Prayer and Politics = Problems?

During the U.S. Supreme Court’s current term, prayer in government meetings is being addressed at the national level for the first time in 30 years.

The Supreme Court heard opening arguments for the Town of Greece v. Galloway case on Nov. 6. The issue in question is the legality of local governments opening their legislative sessions with prayer.

Susan Galloway, a Jew, and Linda Stephens, an atheist, challenged the town of Greece, N.Y.’s, practice of opening board meetings with a prayer, which began in 1999.

According to Jewerl Maxwell, an assistant professor of political science, Cedarville’s status as a private institution means that it is unlikely the case will directly affect the university.
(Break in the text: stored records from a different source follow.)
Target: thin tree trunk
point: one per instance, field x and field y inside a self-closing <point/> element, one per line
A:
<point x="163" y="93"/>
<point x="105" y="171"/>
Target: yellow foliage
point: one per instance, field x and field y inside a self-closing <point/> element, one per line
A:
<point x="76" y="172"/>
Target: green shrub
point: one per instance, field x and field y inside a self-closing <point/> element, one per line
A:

If the court rules against the case, a domino effect may limit prayer in a variety of places, he said.

Mark Smith, an associate professor of political science at Cedarville, said he agrees a decision against the town of Greece, N.Y., would start to classify religion as out of bounds in public settings.

“If we question the ability of a city council to open with prayer, we have to question other things such as the national motto, the Pledge of Allegiance and anything bearing a religious image,” Smith said. “I do not think the court wants to go down that path.”
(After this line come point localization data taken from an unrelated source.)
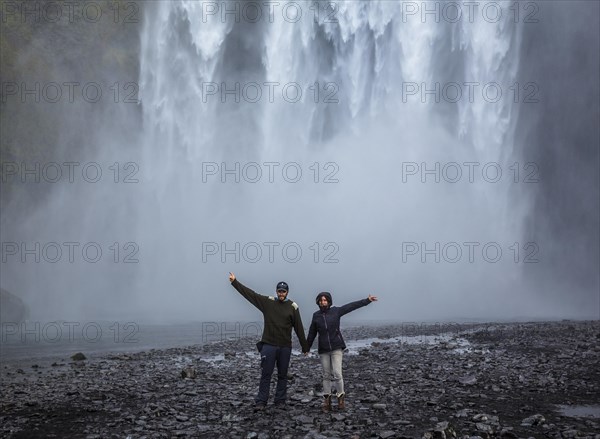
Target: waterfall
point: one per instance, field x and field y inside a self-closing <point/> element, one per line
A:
<point x="353" y="146"/>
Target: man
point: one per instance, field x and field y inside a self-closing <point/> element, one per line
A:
<point x="280" y="315"/>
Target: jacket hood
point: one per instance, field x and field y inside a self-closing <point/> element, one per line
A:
<point x="326" y="295"/>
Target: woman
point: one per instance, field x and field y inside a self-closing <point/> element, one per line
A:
<point x="326" y="322"/>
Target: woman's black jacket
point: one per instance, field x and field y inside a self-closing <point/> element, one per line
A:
<point x="327" y="324"/>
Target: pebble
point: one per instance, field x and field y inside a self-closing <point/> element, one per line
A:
<point x="393" y="389"/>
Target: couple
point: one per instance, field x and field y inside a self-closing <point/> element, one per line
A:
<point x="280" y="316"/>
The First Amendment’s establishment clause says, “Congress shall make no law respecting an establishment of religion.”

Amy Howe, an attorney and former instructor at the Harvard Law School, wrote for the Bloomberg Law legal blog that Galloway and Stephens contend that opening with prayer was violating the establishment clause by endorsing Christianity.

According to Maxwell, the town’s prayers do not violate the establishment clause.
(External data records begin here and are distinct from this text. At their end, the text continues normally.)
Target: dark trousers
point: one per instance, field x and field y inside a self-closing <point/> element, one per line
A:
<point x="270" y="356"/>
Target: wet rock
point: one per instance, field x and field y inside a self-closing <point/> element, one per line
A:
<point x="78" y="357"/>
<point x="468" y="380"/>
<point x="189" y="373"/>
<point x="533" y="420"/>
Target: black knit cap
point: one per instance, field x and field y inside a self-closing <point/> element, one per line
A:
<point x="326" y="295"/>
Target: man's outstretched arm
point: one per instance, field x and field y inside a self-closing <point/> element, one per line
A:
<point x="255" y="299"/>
“If we trace the First Amendment back to its founding, it specifies Congress,” Maxwell said. “I do not think the (Founding Fathers’) understanding of the clause was that this was going to go down to a state or local level. Even if the (town’s prayer) is an endorsement, I don’t know that that’s a problem.”

Smith said the framers wouldn’t view Greece’s prayer as an issue because the establishment clause was meant to prevent a formal institutional relationship with a church, not an informal one.

“The town’s prayer probably is endorsement,” Smith said, “and I don’t care.”

Both Maxwell and Smith said they disagreed with the Supreme Court’s decision in Everson v. Board of Education, handed down in 1947, which applied the establishment clause to the states.

The last Supreme Court case to address prayer in government was Marsh v. Chambers in 1983, which upheld the ability of the Nebraska legislature to open sessions with prayer.

Stephens and Galloway said the prayers in Greece’s town council meetings were more coercive than those given in Nebraska, according to Howe. Those attending meetings felt obligated to take part in the prayers if they wanted to have their permit granted or opinion heard by council members.

Maxwell said he disagrees.

“When you are going to a political forum, there are going to be a lot of things said that you do not agree with,” Maxwell said. “You can invite someone to a church service and a prayer is said, and that does not automatically mean they are involved in the prayer.”

Stephens and Galloway also argue that the prayers in Greece are too sectarian, Howe said.

Smith said that while the Supreme Court has found sectarianism to be an issue in settings such as public schools, they should more closely examine what it means to be sectarian.

“Christianity is not sectarian,” Smith said. “It is a religion that is much broader than a particular sect.”

“If we look at what ‘sectarian’ has meant historically, we are talking about very small units of religion that fragment and fracture on very particular pieces of theology that could be the mode of baptism or the understanding of communion,” Smith said. “These (Greece’s) prayers do not get into these things at all.”

Maxwell said he believes the court will rule in favor of the town and uphold the precedent set by the Marsh v. Chambers case.

Smith said there would likely be four strong votes on either side of the issue but said he cautiously believes the court will decide in favor of Greece, N.Y.

While Smith said he believes ruling against the town would be too much of a legal stretch for Justice Anthony Kennedy, he said that it would not surprise him becausde Kennedy voted against prayers in public school settings in the 1992 Lee v. Weisman case.

John Adams is a senior political science major and a reporter for Cedars. He has interned in both the U.S. House of Representatives and U.S. Senate in Washington, D.C., and currently serves as vice president of Omega Mu, the political science honor society.